The Cumulative Depreciation error, where the CERC cited ₹4,03,773.43 lakh instead of ₹4,50,615.55 lakh for FY 2023-24, was acknowledged as an “error apparent on record.” The correction will be incorporated during truing-up.
For Water Charges, NTPC sought ₹262.82 crore based on its allocation agreement with Odisha, but the CERC approved ₹235.48 crore using a 10% annual escalation from 2018-19 rates. The Commission ruled that charges must align with actual consumption (3.5 m³/MWh norm) and not allocation, rejecting NTPC’s plea.
The order, issued on March 24, 2025, by a bench led by Chairperson Jishnu Barua, directed NTPC to submit detailed documentation on “other charges” during truing-up. States like TANGEDCO and KSEBL opposed NTPC’s claims, arguing they would burden consumers.
Petition No: 29/RP/2023 in 441/GT/2020 | Read the full order here.
CERC partly allows GRIDCO’s petition on Talcher STPS-II tariff order
The Central Electricity Regulatory Commission (CERC) has partly upheld GRIDCO Limited’s review petition against its 2023 tariff truing-up order for the 2,000 MW Talcher Super Thermal Power Station (STPS)-II for the 2014–19 period. GRIDCO challenged six components, including working capital interest, wage revisions, and infrastructure expenses.

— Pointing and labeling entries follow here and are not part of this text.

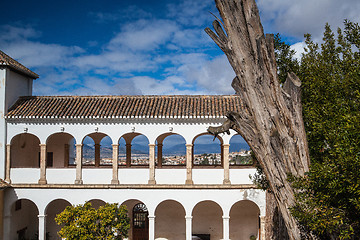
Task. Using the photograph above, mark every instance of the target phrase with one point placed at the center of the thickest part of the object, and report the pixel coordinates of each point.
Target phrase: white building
(37, 134)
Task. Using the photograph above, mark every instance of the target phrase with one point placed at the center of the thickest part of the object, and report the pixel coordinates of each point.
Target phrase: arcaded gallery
(58, 151)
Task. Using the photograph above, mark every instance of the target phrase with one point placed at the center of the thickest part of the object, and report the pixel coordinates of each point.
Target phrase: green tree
(83, 222)
(329, 197)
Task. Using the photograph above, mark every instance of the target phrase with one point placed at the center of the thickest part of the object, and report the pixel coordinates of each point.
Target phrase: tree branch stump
(271, 121)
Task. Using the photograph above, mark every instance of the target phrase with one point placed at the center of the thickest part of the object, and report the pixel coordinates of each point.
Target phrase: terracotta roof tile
(175, 106)
(6, 60)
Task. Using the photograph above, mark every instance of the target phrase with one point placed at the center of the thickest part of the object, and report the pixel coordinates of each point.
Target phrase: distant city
(204, 154)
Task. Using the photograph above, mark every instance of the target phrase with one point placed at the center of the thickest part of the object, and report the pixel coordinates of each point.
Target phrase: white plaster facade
(218, 201)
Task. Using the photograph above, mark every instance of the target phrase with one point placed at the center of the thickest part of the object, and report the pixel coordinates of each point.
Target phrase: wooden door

On Interest on Working Capital (IOWC), GRIDCO claimed NTPC used incorrect “as received” Gross Calorific Value (GCV) data from January to March 2014, leading to higher charges. The CERC dismissed this, finding NTPC in compliance with regulatory norms despite infrastructure constraints.
Regarding wage revisions, the Commission acknowledged an error in normalizing Operations and Maintenance (O&M) expenses. The original order allowed Rs 14,124 lakh in excess recovery. Upon review, the CERC disallowed Rs 10,081 lakh of NTPC’s wage-related claims and directed a refund.
On electrostatic precipitator (ESP) upgrades, GRIDCO opposed the Rs 5,301 lakh allowance, citing missing emission data and incorrect interest charges. The CERC upheld the approval, stating the available unit-wise emission data and cost justifications were sufficient.
GRIDCO’s objections to expenses for interlocking the exchange yard and Merry-Go-Round (MGR) system to Kaniha mines were also rejected. The Commission validated Rs 379 lakh for railway safety works and Rs 113 lakh for signaling, citing their operational necessity. GRIDCO’s request to split costs between project phases was denied.
The Commission upheld the Rs 4,468 lakh cost of purchasing additional locomotives. It accepted NTPC’s reasoning that extra locomotives were required for coal transport, despite GRIDCO’s concerns about underused infrastructure.